Since Komodo is a XUL application, it also conveniently exposes a document object, which we can reuse for this purpose. See below, for a macro that may not qualify as ‘beautiful’, but it’s still extremely handy:

komodo.assertMacroVersion(2);
if (komodo.view) { komodo.view.setFocus() };
var text = (komodo.editor.selText || komodo.editor.text).replace(/<\?.*\?>/,"").replace(/<!.*>/,"");
var doc = document.createElementNS('http://www.w3.org/1999/xhtml','floble'); // implementation.createDocument('http://www.w3.org/1999/xhtml',null,null)
doc.innerHTML = text;
text = doc.textContent.replace(/^\s*/,'').replace(/\s*$/,'').replace(/\s{2,}/igm," ");
textNodes = text.split(/\s+/);
alert("Wordcount: "+textNodes.length);

So, you’re wondering what more you can do? Well, mostly anything you could ever think of doing in a browser.

Comments

Comment from Brandon on 2007-04-19 14:40

Have you been entering these macros into the Komodo Extensibility Contest on support.activestate.com? The contest closes on Friday.

Comment from Andrew Gregory on 2007-04-19 15:20

Maybe not wc by itself, but…

lynx -dump -nolist foo.html | wc -w

:)

Comment from Jakob Breivik Grimstveit on 2007-04-19 20:31

I just read this post via RSS and decided to find the solution myself - very similar to Andrew’s:

links -dump http://www.grimstveit.no/ | wc -l

Comment from Arve on 2007-04-20 15:46

Andrew, Jakob: Of course, this is entirely possible. There are a few differences, though (and I leave it to you to do this):

1. Needs to work on selections.
2. Needs to work on any generic XML.

Comment from Anon on 2007-05-22 17:37

javascript:alert(“Wordcount: “+ document.evaluate(“normalize-space(/*)”, document ,null, XPathResult.STRING_TYPE, null).stringValue.split(” “).length)

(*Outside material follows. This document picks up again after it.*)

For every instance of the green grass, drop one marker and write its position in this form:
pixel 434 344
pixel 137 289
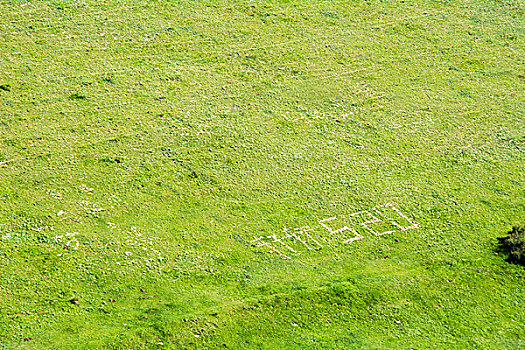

Comment from Arve on 2007-05-22 17:52

Anon: Whoah. That’s just elegant. I’m going to thwack myself for not thinking of it myself first.

Comment from Anon on 2007-05-22 18:57

Doesn’t quite meet spec as can’t do arbitrary selections, but could be improved to do relevant sub-blocks by passing them in as context node (document.body say, for html) and using that (.) rather than the document element (/*), or just matching directly (//*[@id=’postcontent’]).

This discussion has been closed. No further comments may be added.